Consciência coletiva: todos temos uma para viver.

 Em uma sociedade em que os casos de feminicídio aumentaram em mais de 70%  no primeiro trimestre desse ano em relação ao mesmo período do ano passado, em que uma advogada tem seu acesso ao plenário do Tribunal de Justiça de Rondônia barrado, por estar utilizando uma "roupa inadequada", ensinar os meninos a 'levar flores e a abrir a porta' para as meninas não vai trazer nenhum resultado que realmente impacte positivamente na diminuição desses fatos. O corte de verbas para universidades federais e, principalmente,  para cursos de filosofia e sociologia, certamente também não contribuirão para essa redução.

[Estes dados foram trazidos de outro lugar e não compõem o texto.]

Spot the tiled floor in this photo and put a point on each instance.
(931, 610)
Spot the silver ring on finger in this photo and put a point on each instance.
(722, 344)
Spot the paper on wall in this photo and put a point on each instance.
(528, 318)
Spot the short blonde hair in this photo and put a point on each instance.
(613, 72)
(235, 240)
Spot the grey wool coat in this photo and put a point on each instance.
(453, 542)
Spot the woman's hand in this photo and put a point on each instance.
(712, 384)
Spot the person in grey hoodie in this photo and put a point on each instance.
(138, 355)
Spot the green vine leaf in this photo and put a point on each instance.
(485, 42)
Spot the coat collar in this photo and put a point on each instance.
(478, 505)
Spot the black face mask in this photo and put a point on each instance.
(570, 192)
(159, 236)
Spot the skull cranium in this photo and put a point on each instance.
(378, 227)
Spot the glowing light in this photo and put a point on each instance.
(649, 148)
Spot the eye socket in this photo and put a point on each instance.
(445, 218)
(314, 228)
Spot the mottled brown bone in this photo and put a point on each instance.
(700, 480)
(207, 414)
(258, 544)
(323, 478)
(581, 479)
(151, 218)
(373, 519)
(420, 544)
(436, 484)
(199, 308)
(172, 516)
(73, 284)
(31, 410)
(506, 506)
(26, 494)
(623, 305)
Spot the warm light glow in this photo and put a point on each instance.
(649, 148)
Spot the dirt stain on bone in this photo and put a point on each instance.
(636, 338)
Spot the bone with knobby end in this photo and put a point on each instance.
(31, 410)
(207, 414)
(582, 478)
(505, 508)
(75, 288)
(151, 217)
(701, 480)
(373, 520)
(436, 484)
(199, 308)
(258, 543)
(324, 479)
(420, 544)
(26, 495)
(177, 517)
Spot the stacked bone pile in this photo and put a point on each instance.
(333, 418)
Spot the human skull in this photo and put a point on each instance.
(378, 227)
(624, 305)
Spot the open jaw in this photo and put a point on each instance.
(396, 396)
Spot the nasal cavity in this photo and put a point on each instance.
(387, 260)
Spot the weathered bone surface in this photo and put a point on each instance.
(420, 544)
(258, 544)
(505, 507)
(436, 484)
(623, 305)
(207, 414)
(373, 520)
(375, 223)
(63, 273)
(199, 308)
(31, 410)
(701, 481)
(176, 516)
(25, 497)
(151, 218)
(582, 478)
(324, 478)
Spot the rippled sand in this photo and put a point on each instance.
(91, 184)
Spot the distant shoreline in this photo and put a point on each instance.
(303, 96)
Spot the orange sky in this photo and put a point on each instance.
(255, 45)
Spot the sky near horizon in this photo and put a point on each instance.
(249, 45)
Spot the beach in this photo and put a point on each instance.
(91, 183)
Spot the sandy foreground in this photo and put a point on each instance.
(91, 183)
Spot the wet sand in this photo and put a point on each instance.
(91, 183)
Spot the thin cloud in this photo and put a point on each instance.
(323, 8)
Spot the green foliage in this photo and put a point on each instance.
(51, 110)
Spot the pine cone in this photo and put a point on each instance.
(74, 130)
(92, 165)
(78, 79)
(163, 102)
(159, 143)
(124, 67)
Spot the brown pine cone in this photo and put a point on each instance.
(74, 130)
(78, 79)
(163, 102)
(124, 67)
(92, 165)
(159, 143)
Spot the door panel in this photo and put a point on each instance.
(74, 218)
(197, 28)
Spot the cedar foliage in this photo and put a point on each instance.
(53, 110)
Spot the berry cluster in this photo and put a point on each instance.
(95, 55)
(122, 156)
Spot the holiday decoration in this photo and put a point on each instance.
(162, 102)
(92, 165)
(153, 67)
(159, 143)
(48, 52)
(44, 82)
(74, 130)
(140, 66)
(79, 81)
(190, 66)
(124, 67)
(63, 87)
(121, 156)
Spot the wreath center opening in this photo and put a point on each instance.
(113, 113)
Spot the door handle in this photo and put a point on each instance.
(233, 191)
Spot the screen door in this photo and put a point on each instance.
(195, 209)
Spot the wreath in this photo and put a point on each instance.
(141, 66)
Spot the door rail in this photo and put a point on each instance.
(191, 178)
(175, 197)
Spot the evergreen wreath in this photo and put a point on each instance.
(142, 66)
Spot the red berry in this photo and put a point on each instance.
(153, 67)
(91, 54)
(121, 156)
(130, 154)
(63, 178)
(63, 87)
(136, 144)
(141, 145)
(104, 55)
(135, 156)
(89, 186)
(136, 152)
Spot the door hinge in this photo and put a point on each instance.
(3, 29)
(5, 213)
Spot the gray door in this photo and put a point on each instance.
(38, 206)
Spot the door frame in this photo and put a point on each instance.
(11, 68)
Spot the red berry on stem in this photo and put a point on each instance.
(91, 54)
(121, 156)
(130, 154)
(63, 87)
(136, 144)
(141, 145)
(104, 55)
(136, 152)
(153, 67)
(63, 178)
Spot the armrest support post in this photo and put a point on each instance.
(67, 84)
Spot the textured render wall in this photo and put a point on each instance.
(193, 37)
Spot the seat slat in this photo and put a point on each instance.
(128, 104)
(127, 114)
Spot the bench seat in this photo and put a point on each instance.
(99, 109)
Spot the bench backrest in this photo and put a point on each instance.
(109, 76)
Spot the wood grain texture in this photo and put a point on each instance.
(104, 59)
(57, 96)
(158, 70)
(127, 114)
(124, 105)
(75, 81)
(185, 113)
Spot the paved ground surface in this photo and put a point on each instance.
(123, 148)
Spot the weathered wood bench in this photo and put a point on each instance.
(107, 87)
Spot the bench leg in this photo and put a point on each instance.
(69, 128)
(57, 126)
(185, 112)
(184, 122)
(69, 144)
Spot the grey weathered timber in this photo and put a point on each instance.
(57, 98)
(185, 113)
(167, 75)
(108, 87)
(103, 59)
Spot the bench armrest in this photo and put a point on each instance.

 Dentro de uma mentalidade patriarcal que circunda todo corpo social brasileiro, a força do coletivo condiciona o agir social e as formas de conduta assumidas. De acordo com Durkheim, a sociedade se organiza objetivando manter a harmonia, para evitar a anomia, o declínio de qualquer forma de controle, ela se organiza para manter seu funcionamento, para sobreviver. O papel assumido por cada um passa a possuir importância para manutenção desse funcionalismo. Mesmo que tais obrigações ocasionem a infelicidade individual, os indivíduos são subjugados a elas, as tendências comuns tendem a superar as individuais. A mulher, inserida num contexto social, no qual o machismo impera, é submetida a toda espécie de julgamentos caso se "desvie" das tendências coletivas atribuídas à sua figura.

 Quando a consciência coletiva dessa sociedade machista  é ferida, seja com uma "roupa inadequada", ou a recusa de se submeter à violência doméstica, ou com um pedido de divórcio , um direito, que ultrapassa o domínio das ciências e da técnica e passa a ser imanente a todas as consciências, baseado em perspectivas morais e religiosas, invoca o seu caráter punitivo, e o que, segundo Durkheim, era característica das sociedades pré-modernas, supera os limites do tempo e começa  a vitimar dezenas de mulheres cotidianamente. O que foi denominado por Durkheim como solidariedade mecânica, na qual a sociedade era regida por um ente superior, por uma vontade transcendente, em que havia o predomínio de um direito punitivo, com demonstrações públicas de punição, muitas vezes até mesmo com a morte, não ficou preso ao passado. Quantas são as mulheres que, diariamente, pagam com a própria vida o preço por "descumprirem" o fardo de regras que são, desde o seu nascimento, forçadas a suportar.

 Se há dúvidas a respeito da responsabilidade de disciplinas como a filosofia e a sociologia serem as grandes promotoras de balbúrdia, por outro lado, não existe questionamentos sobre o importante papel que elas assumem ao possuir o poder de promover esclarecimentos acerca das verdades genéricas introduzidas involuntariamente na consciência coletiva. E se não existe um indivíduo que esteja imune à força coercitiva e modeladora exercida pela sociedade, evidencia-se, dentro desse quadro, que tais matérias representam uma válvula de escape contra esta ingerência. O ataque gratuito a elas, portanto, apresenta-se como uma agressão ideológica à possibilidade de vencermos as amarras que submetem as mulheres a todo este conjunto de regras pré-determinadas e a toda violência por ele gerada.